The prevalence of migraine and other headaches in 7-year-old children, in 1974 and 1992, was determined by school physicians at the time of medical examinations, using the identical study design and a similar urban child population of the same age group, and the data analysed in the Department of Child Neurology, University of Turku, Finland. The prevalence of “present” headache at age 7 years, defined as headache occurring in the preceding 6 months, increased from 14.4% in 1974 to 51.5% in 1992. Boys and girls were affected similarly. “Past” headache, having occurred at any time prior to present headache, also showed a significantly increased prevalence from 23.4% of children affected in the 1974 study to 71.1% in 1992. In both present and past headache categories, those having headaches infrequently, less than once a month or yearly, showed the greatest increase in prevalence.

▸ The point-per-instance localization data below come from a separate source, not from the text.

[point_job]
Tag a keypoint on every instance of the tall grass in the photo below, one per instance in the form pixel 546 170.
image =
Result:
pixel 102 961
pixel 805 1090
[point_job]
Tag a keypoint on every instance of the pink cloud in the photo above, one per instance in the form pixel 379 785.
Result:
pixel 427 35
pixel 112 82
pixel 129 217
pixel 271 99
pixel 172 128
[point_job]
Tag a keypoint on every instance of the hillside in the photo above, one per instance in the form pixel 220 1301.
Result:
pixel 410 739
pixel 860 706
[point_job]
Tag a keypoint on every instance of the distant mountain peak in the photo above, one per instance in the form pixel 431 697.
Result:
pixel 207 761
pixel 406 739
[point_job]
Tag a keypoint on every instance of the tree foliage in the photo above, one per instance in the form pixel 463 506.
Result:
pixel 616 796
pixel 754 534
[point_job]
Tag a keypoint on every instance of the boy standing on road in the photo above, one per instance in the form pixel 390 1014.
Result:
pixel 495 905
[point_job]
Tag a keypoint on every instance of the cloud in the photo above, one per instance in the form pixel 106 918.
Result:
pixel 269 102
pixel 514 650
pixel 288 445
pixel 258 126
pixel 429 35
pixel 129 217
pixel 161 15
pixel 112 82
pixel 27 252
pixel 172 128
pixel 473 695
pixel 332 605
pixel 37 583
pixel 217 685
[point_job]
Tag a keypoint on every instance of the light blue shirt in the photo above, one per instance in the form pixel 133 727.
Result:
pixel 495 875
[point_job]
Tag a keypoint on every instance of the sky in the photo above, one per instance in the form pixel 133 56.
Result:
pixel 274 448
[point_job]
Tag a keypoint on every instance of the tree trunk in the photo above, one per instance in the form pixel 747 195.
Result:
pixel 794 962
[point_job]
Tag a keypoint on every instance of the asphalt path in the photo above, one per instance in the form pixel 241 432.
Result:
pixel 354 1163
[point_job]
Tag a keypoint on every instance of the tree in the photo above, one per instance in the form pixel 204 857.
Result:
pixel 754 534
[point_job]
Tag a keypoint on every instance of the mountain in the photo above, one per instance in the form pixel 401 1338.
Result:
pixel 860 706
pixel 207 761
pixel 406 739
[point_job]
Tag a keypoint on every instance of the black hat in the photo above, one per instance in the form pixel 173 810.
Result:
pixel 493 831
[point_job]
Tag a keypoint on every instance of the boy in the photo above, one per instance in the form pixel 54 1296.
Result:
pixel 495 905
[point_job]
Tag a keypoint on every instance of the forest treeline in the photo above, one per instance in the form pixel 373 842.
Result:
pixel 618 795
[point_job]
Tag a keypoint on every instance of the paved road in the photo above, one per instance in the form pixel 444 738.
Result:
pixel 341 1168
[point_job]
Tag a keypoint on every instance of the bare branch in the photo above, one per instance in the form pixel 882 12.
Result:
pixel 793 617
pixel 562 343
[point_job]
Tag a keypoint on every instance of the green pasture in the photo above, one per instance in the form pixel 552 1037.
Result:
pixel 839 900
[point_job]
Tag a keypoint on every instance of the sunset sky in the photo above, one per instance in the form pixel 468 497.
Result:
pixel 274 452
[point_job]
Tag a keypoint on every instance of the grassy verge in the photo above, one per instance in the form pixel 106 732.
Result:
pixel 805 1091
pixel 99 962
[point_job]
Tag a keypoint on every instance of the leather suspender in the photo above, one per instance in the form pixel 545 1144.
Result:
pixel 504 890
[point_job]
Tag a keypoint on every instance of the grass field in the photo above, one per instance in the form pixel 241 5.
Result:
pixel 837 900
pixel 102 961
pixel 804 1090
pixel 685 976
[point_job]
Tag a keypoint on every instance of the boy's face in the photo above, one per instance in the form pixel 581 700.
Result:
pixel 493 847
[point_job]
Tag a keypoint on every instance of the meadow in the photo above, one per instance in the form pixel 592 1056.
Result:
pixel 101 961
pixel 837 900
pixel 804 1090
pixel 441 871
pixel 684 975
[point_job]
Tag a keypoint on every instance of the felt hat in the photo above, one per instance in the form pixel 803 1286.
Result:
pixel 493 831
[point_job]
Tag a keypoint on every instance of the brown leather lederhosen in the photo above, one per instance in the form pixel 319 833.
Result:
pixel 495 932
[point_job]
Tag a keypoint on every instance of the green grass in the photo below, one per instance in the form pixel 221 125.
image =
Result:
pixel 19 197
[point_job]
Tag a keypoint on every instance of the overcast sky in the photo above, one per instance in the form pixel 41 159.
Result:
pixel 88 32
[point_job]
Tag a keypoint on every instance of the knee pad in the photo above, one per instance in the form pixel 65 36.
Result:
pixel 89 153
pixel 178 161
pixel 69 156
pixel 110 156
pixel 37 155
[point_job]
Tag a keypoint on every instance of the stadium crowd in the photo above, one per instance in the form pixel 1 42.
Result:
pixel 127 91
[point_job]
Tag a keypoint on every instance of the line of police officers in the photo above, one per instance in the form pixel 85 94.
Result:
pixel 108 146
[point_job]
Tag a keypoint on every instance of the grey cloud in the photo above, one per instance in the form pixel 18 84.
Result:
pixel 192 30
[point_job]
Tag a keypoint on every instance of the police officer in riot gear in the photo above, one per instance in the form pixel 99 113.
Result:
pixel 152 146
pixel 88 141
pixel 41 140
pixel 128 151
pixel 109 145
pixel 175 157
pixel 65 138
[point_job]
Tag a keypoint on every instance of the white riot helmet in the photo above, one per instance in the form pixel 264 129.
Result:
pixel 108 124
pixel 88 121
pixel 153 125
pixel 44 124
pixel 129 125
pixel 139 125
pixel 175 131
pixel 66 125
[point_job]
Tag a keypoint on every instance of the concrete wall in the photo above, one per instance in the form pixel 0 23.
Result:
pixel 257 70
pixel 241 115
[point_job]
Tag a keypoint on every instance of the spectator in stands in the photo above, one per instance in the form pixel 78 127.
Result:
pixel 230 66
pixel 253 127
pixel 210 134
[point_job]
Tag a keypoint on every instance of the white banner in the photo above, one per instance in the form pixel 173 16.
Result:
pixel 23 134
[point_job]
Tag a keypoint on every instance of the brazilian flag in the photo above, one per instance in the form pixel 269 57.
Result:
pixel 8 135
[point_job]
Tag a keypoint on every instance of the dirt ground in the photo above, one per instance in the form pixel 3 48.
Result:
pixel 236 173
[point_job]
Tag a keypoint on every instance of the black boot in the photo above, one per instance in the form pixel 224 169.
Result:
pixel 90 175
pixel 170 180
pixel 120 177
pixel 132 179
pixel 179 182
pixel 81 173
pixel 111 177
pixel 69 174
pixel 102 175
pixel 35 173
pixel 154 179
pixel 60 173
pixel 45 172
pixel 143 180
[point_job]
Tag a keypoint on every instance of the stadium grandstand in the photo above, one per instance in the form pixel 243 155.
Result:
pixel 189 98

Precipitating factors, fever, fatigue, and head trauma, were equally prevalent in 1974 and 1992. Migraine headache had also increased from 1.9% affected in 1974 to 5.7% in 1992. Migraine prevalence was especially high in city areas with high percentages of council houses and family relocations. [1]

COMMENT. The prevalence of headache, including migraine, has increased significantly in school age children living in an urban area in Finland, in an 18 year period from 1974 to 1992. Highest increases occur among children exposed to social instability and stress. Similar increases in headache prevalence are known to have occurred in adults in the United States in the 1980s. (see Progress in Pediatric Neurology II, PNB Publ, 1994, ppl53-155).

The Children’s Headache Assessment Scale (CHAS), a parent questionnaire focusing on situations and events surrounding the headaches, emphasizes stress antecedents and coping responses rather than symptom details, and is of value in following responses to behavioral therapy. Environmental factors, including nutrition, are important in the etiology and management of childhood headache and warrant further study. (see Progress in Pediatric Neurology I, 1991, ppl41-150).